Intruders leverage Log4j flaw to breach Belgian Defense Department

Parts of the Belgian Defense Ministry’s computer networks have been down since Thursday after a cyber incident in which attackers exploited the Apache Log4j vulnerability, government officials said.

“All weekend our teams have been mobilized to control the problem, continue our activities and warn our partners,” spokesperson Olivier Séverin told news publication VRT. “The priority is to keep the network operational. We will continue to monitor the situation.”

Log4j is a widely used logging software present in hundreds of millions of devices. Hackers associated with the governments of China, Iran, North Korea and Turkey have all raced to take advantage of the exploit, according to Microsoft and Mandiant researchers. Ransomware groups have also sought to exploit the vulnerability.

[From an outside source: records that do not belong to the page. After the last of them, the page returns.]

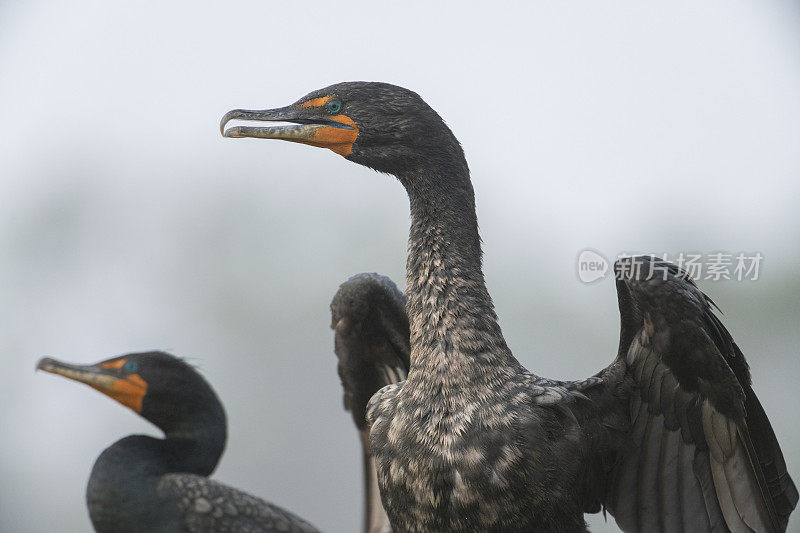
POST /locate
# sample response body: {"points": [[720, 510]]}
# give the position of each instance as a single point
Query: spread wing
{"points": [[206, 505], [372, 345], [702, 456]]}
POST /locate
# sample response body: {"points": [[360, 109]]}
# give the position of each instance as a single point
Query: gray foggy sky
{"points": [[127, 223]]}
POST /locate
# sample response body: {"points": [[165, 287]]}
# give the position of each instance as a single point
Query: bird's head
{"points": [[378, 125], [160, 387]]}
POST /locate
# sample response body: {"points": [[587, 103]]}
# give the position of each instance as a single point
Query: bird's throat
{"points": [[455, 337]]}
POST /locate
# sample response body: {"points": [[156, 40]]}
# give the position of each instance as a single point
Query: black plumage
{"points": [[372, 345], [664, 438], [145, 484]]}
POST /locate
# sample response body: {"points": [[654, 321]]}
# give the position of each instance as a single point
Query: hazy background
{"points": [[127, 223]]}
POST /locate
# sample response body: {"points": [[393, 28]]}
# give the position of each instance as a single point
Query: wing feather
{"points": [[693, 464]]}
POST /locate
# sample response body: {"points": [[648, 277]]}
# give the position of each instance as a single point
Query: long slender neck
{"points": [[455, 337]]}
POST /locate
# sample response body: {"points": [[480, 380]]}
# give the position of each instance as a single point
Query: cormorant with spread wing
{"points": [[669, 437]]}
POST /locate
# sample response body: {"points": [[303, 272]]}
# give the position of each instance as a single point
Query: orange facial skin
{"points": [[339, 140], [316, 102], [129, 390]]}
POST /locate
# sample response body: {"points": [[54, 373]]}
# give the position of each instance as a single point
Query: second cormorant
{"points": [[142, 484]]}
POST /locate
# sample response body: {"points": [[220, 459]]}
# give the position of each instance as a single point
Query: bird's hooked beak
{"points": [[106, 377], [310, 125]]}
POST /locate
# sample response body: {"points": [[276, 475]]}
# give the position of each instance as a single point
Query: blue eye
{"points": [[333, 107]]}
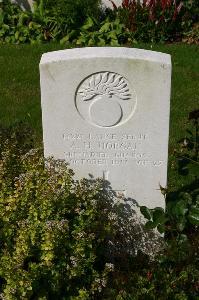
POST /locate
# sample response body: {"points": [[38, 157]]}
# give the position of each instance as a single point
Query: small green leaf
{"points": [[146, 212], [150, 225], [193, 216]]}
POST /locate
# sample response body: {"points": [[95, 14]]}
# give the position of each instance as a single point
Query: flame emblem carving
{"points": [[105, 99]]}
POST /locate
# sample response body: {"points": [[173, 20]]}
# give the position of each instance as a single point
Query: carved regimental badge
{"points": [[105, 99]]}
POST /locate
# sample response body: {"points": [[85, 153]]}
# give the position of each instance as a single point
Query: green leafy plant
{"points": [[60, 238], [180, 220], [108, 32]]}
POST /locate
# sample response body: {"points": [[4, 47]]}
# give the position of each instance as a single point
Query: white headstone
{"points": [[106, 112]]}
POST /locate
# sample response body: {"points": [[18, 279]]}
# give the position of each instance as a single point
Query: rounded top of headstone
{"points": [[106, 52]]}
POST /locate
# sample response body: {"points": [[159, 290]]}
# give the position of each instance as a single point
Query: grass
{"points": [[20, 91]]}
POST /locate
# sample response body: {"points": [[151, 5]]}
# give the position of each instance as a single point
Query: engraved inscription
{"points": [[109, 149], [105, 99]]}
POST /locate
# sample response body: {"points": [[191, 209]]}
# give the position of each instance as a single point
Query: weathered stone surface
{"points": [[106, 111]]}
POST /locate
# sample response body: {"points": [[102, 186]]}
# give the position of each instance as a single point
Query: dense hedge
{"points": [[84, 23]]}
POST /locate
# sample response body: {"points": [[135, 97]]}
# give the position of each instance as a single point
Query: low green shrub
{"points": [[154, 21], [60, 238], [82, 23]]}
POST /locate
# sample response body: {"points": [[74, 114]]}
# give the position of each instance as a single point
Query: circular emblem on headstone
{"points": [[105, 99]]}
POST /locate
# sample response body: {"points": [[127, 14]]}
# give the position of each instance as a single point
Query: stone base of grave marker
{"points": [[106, 112]]}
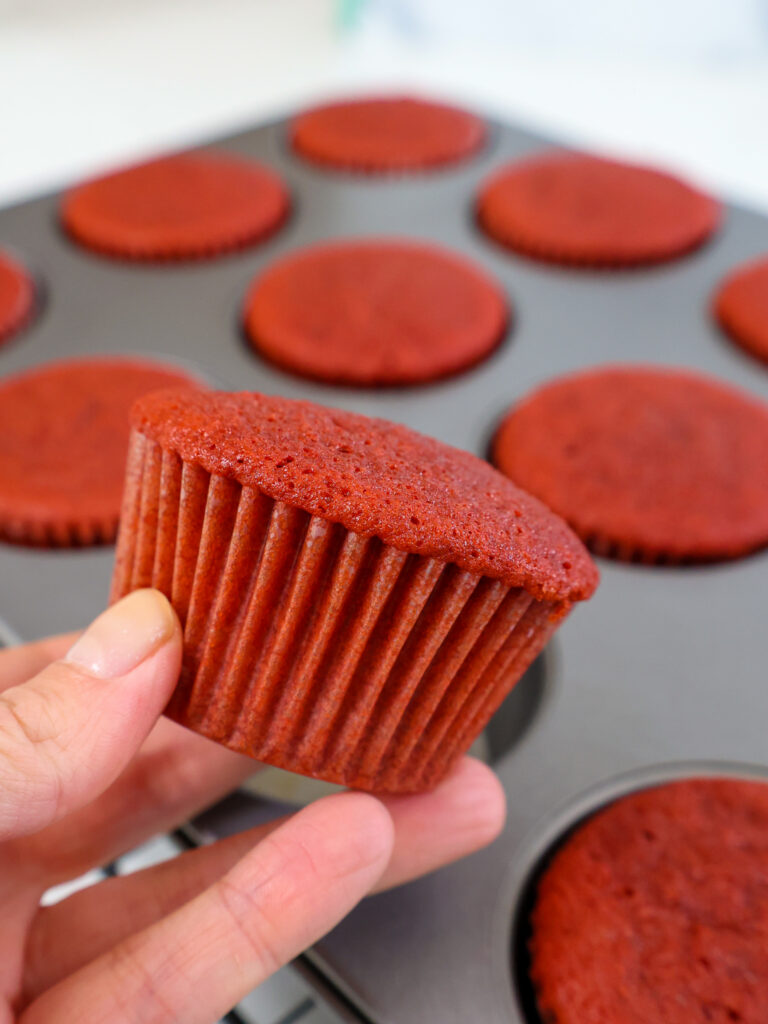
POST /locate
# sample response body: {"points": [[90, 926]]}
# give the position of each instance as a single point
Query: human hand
{"points": [[87, 772]]}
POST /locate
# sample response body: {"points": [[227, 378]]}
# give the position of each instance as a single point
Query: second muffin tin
{"points": [[662, 666]]}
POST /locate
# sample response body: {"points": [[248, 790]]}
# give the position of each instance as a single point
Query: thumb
{"points": [[68, 733]]}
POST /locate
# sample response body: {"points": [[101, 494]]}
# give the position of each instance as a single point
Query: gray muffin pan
{"points": [[663, 665]]}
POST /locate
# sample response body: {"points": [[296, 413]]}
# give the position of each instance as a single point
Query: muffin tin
{"points": [[664, 665]]}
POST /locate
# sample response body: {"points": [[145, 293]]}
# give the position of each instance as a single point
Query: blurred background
{"points": [[89, 83]]}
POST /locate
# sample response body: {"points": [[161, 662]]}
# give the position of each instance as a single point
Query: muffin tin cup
{"points": [[314, 648]]}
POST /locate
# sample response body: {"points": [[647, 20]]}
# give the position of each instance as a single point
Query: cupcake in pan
{"points": [[64, 438], [386, 134], [356, 599], [656, 909], [16, 297], [187, 206], [647, 464], [586, 211]]}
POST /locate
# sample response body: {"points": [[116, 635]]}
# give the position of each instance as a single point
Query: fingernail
{"points": [[124, 635]]}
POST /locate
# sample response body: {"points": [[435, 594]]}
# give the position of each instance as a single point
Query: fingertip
{"points": [[126, 636], [363, 823], [478, 798]]}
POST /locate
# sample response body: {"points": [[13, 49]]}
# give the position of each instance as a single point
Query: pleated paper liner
{"points": [[58, 534], [311, 647]]}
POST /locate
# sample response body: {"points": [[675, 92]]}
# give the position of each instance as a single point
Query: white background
{"points": [[86, 84]]}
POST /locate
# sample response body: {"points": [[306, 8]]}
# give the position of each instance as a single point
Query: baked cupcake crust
{"points": [[741, 307], [386, 134], [184, 207], [375, 312], [656, 908], [646, 464], [376, 478], [64, 438], [16, 297], [585, 211]]}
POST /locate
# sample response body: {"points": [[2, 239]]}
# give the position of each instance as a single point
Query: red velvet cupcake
{"points": [[186, 207], [585, 211], [656, 909], [386, 134], [646, 464], [356, 599], [16, 297], [375, 312], [741, 307], [64, 440]]}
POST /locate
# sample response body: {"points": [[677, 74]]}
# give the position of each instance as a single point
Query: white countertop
{"points": [[85, 86]]}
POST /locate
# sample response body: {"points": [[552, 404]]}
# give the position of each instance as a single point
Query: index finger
{"points": [[19, 664]]}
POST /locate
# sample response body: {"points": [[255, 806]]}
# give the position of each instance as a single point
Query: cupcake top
{"points": [[386, 133], [64, 440], [656, 909], [16, 296], [187, 206], [582, 210], [375, 478], [646, 463], [371, 312], [741, 307]]}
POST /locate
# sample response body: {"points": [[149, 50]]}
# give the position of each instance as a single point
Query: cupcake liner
{"points": [[57, 534], [311, 647]]}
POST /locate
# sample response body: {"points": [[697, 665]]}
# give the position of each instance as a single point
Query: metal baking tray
{"points": [[663, 665]]}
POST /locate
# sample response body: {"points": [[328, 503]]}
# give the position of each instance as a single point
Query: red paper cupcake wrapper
{"points": [[56, 532], [314, 648]]}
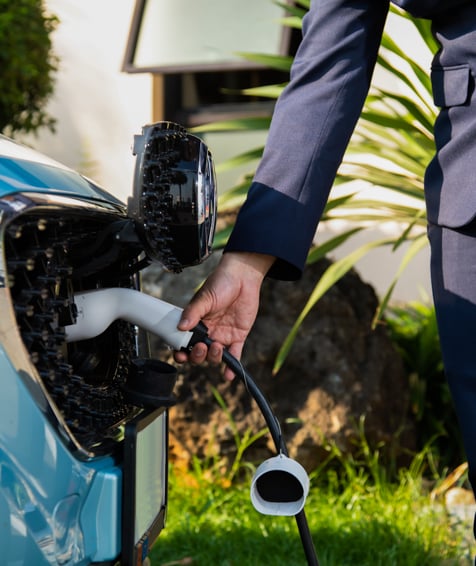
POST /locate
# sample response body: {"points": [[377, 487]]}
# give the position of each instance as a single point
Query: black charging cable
{"points": [[200, 334]]}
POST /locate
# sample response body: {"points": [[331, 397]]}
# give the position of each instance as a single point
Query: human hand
{"points": [[227, 304]]}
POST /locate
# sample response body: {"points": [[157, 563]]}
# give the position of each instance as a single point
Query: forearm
{"points": [[311, 127]]}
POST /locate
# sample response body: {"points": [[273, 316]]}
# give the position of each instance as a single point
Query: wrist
{"points": [[257, 262]]}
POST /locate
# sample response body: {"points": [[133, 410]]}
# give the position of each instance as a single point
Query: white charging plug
{"points": [[98, 308]]}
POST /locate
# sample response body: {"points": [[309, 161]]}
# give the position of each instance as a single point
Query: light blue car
{"points": [[83, 437]]}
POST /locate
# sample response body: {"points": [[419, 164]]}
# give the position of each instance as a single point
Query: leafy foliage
{"points": [[27, 64], [395, 129]]}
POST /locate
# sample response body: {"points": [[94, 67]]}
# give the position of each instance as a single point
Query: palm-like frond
{"points": [[391, 146]]}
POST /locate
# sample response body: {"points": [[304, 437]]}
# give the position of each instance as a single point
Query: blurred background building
{"points": [[116, 76]]}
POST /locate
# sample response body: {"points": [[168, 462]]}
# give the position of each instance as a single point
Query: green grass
{"points": [[361, 523]]}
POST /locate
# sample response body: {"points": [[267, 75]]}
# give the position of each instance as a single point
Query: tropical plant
{"points": [[414, 331], [28, 65], [395, 129]]}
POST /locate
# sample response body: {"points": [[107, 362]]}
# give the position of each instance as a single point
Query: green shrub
{"points": [[28, 65]]}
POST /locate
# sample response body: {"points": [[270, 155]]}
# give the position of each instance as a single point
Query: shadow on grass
{"points": [[277, 543]]}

The Belgian Defense Ministry is the first reported high-profile government victim of the vulnerability, but unlikely to be the last given the ubiquity of Log4j in a host of enterprise software popular in the public and private sector.

Affected parts of the Belgian network were segmented after the attack was discovered, Séverin says. Systems including email appear to still be down as of Monday morning.

The Belgian government has not attributed the attack to any group or nation-state.

Cybersecurity experts and governments including the United States,  first issued warnings about the Log4J vulnerability more than two weeks ago. The U.S. Department of Homeland Security’s Cybersecurity and Infrastructure Security Agency issued on Friday a directive giving all federal civilian agencies until Dec. 23 to patch any systems at risk.

CISA director Jen Easterly has called the vulnerability “one of the most serious I’ve seen in my entire career, if not the most serious.”